How can this Intercellular action and its concrete effects be confirmed? Muriel et al showed that active factors secreted by fibroblasts play a dominant role in the proliferation of melanocytes and in the synthesis and degradation of melanosomes [11]. Meanwhile, Taylor et al found that α-melanocyte-stimulating hormone (α-MSH), which is produced by melanocytes in the skin, could increase the secretion of TGF-β and inhibit the production of IFN-α by activating T cells, thus stimulating the multiplication of fibroblasts [12,13]. Moreover, in vitro studies have confirmed that α-MSH could promote the growth and generation of fibroblasts in a keloid cultured in vitro and stimulate the secretion of TGF-β1.

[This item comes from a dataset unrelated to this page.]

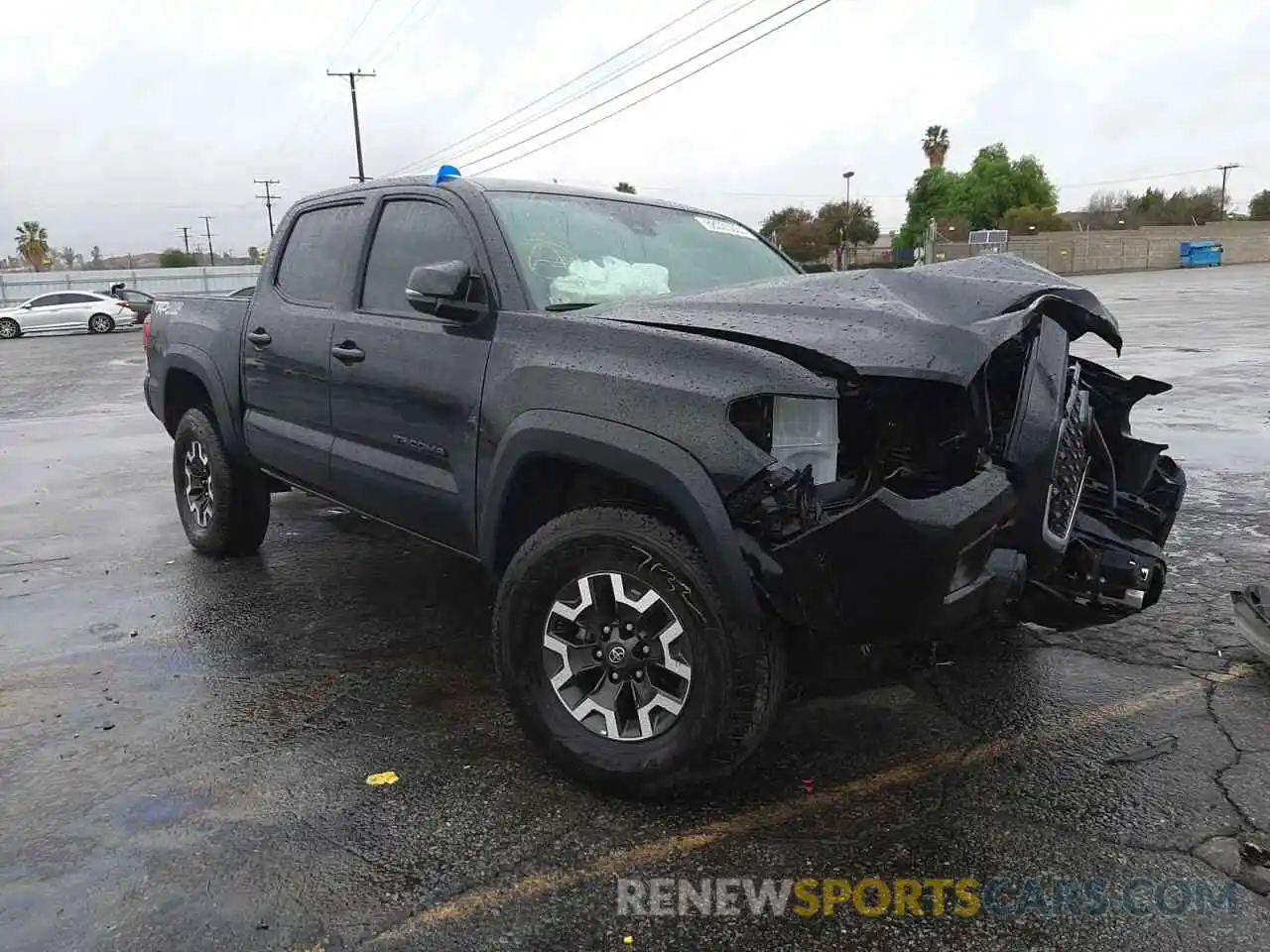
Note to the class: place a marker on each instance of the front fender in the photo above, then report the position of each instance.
(199, 365)
(633, 454)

Taken together, the results of these studies both indicate that melanocytes have a direct impact on fibroblasts. Previous experiments showed that the supernatant of in vitro cultured proliferating melanocytes significantly stimulated proliferation and DNA synthesis in hypertrophic scar fibroblasts [2]. In our experiment, we co-cultured melanocytes and fibroblasts in vitro, keeping the cells in separate chambers of a Millicell culture plate. The base of Millicell culture plate was PET film, which has a the pore size of 1 μm, which allowed a variety of protein molecules and cytokines to be exchanged freely between compartments. The upper chamber contained melanocytes, and the lower chamber contained fibroblasts. We observed the cells after 2, 5, and 8 days in the co-culture system and found that the fibroblasts in co-culture grew and proliferated more quickly than the fibroblasts in the control group. There were some overlaps between cell synapses, and cells typically reached up to 80% confluence within 5 or 8 days. The MTT test showed that the growth and proliferative capacity of co-cultured fibroblasts was higher than that of the control group (Figure 1); i.e., the melanocytes stimulated the growth of the fibroblasts. Furthermore, we collected the co-cultured fibroblasts on the 8th day and measured the mRNA expression of type I collagen and TGF-β1 by RT-PCR. The type I collagen and TGF-β1 levels were significantly higher in co-cultured fibroblasts than in the control group. We also tested the expression of P-Smad2/3 proteins in the co-cultured fibroblasts by immunohistochemical staining (Figure 2). P-Smad2/3 protein staining was significantly enhanced in co-cultured fibroblasts compared to controls (Figure 3). All of these results proved that melanocytes could stimulate fibroblast growth, proliferation, and collagen synthesis, leading to the emergence and development of pathological scarring. The activation of the TGF-β signaling pathway may be the main mechanism underlying this phenomenon.
Conclusions
Melanocytes can stimulate the growth and proliferation of fibroblasts, increase collagen synthesis and extracellular matrix deposition, activate the TGF-β signaling pathway, and promote the development of pathological scarring, dependent on melanocyte number, distribution in the skin, activation status, and other factors. However, more detailed and in-depth experiments will be necessary to clarify and confirm the specific roles played by these factors during the process of scar development.
Acknowledgements
This research is supported by Shanghai Education Funding Council (06BZ021) and National Natural Science Foundation of China (81101438, 81201476).
Disclosure of conflict of interest
The authors have no financial interest in any products, devices, or drugs mentioned in this article.